Far beyond the boundaries of the accepted and expected, these ingredients combine to create a monster of dark savoury smoke and rich umami complexity.
Dear God – what have we created? Definitely not suitable for vegans – sorry.
I have the trepidations. Umami /uːˈmɑːmi/, a savory taste, is one of the five basic tastes (together with sweet, Sour, Bitter and Salty). what might I have done?
That has an intriguing aroma on opening, I really do get a sense of chocolate.
Taste is, um, individual, and different, almost like nothing I’ve ever had before. I’ve had bits of it, jut not all the things in one beer.
Salty on the lips, sourness in the middle, savoury up front.
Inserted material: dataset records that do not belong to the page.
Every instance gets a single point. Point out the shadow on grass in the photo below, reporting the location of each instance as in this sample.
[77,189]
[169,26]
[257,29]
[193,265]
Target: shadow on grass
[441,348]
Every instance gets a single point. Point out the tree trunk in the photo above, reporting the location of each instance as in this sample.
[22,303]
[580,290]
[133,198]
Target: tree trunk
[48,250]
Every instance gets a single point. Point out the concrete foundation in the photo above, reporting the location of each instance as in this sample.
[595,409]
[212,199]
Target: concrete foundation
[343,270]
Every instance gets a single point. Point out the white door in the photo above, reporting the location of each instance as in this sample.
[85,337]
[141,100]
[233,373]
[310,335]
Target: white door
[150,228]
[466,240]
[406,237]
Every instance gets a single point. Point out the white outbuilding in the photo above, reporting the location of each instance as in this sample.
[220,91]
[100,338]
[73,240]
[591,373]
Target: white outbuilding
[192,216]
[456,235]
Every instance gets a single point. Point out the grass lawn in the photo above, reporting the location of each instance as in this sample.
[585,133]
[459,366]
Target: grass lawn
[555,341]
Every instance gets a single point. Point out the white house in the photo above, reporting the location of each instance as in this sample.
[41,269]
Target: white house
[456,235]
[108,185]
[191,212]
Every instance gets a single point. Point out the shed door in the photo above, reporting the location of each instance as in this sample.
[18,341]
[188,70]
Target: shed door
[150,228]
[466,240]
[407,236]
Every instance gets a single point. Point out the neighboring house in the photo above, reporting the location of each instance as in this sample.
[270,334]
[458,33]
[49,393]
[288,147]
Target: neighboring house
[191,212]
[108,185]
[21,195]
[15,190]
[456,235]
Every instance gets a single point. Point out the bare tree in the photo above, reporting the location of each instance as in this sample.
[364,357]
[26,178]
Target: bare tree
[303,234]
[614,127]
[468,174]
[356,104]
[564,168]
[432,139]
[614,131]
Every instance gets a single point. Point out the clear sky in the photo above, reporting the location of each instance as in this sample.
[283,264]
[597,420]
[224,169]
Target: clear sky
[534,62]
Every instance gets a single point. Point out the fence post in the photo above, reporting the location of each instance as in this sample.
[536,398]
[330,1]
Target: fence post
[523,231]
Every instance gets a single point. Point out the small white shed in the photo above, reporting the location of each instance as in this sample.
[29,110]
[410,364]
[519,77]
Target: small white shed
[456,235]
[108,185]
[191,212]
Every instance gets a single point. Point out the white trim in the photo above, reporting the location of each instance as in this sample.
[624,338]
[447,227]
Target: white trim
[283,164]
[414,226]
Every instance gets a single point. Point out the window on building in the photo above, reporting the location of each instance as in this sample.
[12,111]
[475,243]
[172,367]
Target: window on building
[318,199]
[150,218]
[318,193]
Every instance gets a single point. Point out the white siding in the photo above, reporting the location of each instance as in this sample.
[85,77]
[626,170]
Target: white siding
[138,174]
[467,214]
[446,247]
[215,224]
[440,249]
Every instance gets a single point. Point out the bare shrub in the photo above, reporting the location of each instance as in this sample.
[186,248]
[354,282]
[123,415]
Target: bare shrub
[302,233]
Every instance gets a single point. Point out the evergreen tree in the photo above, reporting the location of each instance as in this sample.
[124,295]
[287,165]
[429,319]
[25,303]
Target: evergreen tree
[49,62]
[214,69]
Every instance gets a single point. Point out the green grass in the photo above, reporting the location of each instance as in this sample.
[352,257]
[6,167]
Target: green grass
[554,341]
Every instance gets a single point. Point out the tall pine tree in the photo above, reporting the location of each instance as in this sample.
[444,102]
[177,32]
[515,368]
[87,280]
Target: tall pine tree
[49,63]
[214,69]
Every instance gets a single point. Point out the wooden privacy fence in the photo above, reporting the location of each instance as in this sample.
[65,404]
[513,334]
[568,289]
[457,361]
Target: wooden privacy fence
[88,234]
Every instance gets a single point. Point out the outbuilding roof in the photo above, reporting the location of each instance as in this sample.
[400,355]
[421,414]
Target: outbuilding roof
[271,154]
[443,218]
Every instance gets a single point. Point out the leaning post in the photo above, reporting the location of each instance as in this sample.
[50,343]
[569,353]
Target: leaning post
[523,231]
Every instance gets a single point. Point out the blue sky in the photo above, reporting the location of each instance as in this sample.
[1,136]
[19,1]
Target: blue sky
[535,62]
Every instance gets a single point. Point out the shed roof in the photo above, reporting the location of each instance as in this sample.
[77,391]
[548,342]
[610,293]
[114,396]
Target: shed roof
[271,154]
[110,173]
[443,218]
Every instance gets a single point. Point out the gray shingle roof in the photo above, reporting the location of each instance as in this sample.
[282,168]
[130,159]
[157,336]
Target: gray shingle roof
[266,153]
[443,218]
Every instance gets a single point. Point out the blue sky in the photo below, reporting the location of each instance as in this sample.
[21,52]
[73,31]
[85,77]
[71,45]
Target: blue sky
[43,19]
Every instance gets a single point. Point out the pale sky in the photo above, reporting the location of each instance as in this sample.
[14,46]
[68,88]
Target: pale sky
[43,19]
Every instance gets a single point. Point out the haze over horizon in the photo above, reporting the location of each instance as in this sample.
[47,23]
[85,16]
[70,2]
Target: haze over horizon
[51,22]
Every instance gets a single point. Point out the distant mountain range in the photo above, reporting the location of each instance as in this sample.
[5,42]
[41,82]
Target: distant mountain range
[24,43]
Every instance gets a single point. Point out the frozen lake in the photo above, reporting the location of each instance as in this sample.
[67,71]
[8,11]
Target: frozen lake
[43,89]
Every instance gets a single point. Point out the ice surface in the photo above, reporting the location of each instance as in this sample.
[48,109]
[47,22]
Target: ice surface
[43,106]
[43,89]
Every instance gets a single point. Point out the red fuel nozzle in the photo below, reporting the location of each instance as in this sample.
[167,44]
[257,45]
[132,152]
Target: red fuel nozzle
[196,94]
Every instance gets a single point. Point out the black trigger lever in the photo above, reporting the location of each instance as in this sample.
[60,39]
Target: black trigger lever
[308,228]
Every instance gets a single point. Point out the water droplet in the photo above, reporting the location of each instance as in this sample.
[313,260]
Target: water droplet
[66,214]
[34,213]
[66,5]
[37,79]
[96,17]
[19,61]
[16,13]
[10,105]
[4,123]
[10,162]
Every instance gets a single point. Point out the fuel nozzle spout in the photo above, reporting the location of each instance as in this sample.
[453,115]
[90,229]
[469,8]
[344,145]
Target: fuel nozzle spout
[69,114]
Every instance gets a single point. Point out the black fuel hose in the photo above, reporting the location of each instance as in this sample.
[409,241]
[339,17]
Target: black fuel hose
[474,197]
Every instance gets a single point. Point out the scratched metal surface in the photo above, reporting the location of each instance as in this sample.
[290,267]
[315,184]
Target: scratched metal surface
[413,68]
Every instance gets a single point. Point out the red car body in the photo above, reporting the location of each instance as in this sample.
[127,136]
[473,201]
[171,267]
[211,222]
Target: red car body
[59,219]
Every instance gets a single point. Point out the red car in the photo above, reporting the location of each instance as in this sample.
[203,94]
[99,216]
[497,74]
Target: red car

Frowning at the back.
For sheer brilliant brewmanshippery this has to be applauded, it’s audacious, and improbable, and yet it’s weirdly drinkable and likeable.
This has to be one of the nicest looking dark beers I’ve had in a glass since forever, it is dark and foreboding and has a grew and persistent head, as well as great lacing.
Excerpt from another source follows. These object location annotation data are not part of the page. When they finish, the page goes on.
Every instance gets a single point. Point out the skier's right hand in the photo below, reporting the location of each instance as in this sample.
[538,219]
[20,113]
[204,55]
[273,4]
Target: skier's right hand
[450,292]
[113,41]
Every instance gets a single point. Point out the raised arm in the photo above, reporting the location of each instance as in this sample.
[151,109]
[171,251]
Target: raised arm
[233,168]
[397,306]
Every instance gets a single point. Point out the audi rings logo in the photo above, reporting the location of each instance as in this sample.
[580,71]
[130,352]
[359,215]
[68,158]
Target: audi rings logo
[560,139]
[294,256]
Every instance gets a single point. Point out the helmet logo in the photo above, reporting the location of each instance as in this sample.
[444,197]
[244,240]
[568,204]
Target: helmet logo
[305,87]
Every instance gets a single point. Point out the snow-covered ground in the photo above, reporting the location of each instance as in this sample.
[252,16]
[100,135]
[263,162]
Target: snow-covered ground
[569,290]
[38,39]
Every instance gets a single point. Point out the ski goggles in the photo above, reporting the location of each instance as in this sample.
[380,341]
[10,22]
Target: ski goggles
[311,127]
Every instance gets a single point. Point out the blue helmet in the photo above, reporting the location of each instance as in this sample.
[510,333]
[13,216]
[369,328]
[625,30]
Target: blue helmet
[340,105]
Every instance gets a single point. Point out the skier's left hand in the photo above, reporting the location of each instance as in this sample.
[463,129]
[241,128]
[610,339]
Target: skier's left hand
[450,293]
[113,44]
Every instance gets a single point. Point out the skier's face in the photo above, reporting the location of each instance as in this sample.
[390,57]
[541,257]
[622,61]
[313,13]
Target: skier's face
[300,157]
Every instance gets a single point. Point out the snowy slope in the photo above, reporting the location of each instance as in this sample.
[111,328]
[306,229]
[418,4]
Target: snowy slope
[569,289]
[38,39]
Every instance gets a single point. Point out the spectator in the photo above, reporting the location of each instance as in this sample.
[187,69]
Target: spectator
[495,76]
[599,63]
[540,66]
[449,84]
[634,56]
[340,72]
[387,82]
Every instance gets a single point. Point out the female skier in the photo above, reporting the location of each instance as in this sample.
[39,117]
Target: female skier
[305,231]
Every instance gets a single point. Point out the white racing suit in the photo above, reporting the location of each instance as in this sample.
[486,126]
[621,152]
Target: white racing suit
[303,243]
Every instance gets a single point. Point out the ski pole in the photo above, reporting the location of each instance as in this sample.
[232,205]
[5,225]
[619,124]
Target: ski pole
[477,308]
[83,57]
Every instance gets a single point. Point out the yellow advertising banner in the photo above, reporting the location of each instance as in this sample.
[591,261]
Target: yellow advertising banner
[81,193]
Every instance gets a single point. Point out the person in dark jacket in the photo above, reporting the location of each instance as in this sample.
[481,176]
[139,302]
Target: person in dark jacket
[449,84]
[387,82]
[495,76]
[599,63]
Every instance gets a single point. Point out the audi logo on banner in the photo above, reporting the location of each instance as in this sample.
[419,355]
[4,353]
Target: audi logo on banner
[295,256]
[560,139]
Revisiting the aroma for a moment; it is like a savoury broth, but not like that exactly, but let’s go “it’s like Umami”!
Aside : What you forget in drinking is that this 9% ABV and there is nothing at all that reminds you of this and you are in effect getting slightly tipsy. Freaking awesome.
Focus: I found this to be quote easy drinking, despite the clash of things, I still get an awful lot of salty lips, but that comes last, there is a nice carry and mouthfeel/length on this and it’s neither too sour, too bitter or too sweet, and in doing so is a little bit of nothing of the above, like some twilight zone of no taste whatsoever.
So, to sum up: Polarising. A beer that changes it’s shape and delivery as you drink it, and engages many bits of your taste and thinking.
The pdubyah-o-meter rates this as 8 a of its things from the thing. But only for being clever. You can’t drink this in a session, it most definitely isn’t quaffable, and yet it is surprisingly drinkable, but with a caveat that you can’t wait to finish and have something less intense.
The double dip review
There was no music, it was talking about stuff night, in which we decided I’d had a drink, the dinner needed something like vegetables other then potato, and what I was going to do home alone tomorrow.
Any ale or lager made with herbs, spices or vegetables. The additive should be distinctive in the aroma. See beer description for flavor. Body, color, hop character and strength vary depending on the type of spice, herb or vegetable used.